懲役9か月は短いようだが余罪多すぎでもう3年半も身柄拘束されたままで、いつまで続くのかしら。このまゝでは終身刑になつてもおかしくない。

《港區國安法》首案被告唐英傑2020年7月1日駕駛插有「光復香港 時代革命」旗幟電單車撞向警員,翌年被裁定煽動他人分裂國家罪及恐怖活動罪成,判囚9年。懲教署立德學院昨舉行畢業典禮,身為學員的唐擔任持旗手負責升國旗。他昨稱犯事入獄造成很多難以彌補的遺憾,包括無法參與妹妹畢業典禮及婚禮,「長兄為父,卻無法送上祝福」;去年亦無法見愛犬最後一面。
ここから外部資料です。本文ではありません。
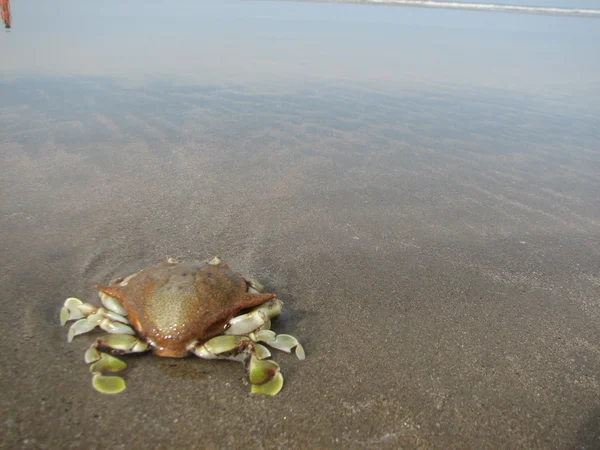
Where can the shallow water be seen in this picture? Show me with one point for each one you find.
(425, 202)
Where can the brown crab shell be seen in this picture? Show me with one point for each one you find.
(174, 305)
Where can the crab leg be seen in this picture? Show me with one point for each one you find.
(103, 363)
(264, 374)
(112, 317)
「香港国家安全維持法」事件の最初の被告である唐英潔は2020年7月1日に「香港時代革命解放」の旗を掲げたバイクを運転して警察官に突っ込んだ行為で翌年、第三者を扇動して国家分裂とテロ行為の罪で有罪判決を受け懲役9年を宣告された。矯正局の立徳学院では8日、卒業式が行われ唐英傑は学生として国旗の旗手と国旗掲揚の責任者を務めた。唐英傑は犯罪を犯し投獄されたことで妹の卒業式や父親代わりだつた一番上の兄の婚礼に出席できなかったなど取り返しのつかない後悔をたくさんしていると語った。昨年亡くなった愛犬との最後の別れもできなかった。

政治的に誤つた行為をしでかしたことで国家安全維持法で有罪となつた青年が更生したといふ。香港政府矯正局のこの更生政策の成功といふ記事であるが深読みすると「この罪で逮捕されたことで取り返しのつかない大切な時間を失つた」ことへの後悔であつて「自分が間違つたことをした」といふことへの反省が書かれてゐない。これは記事の意図的なdiscoursの妙なのかもしれない。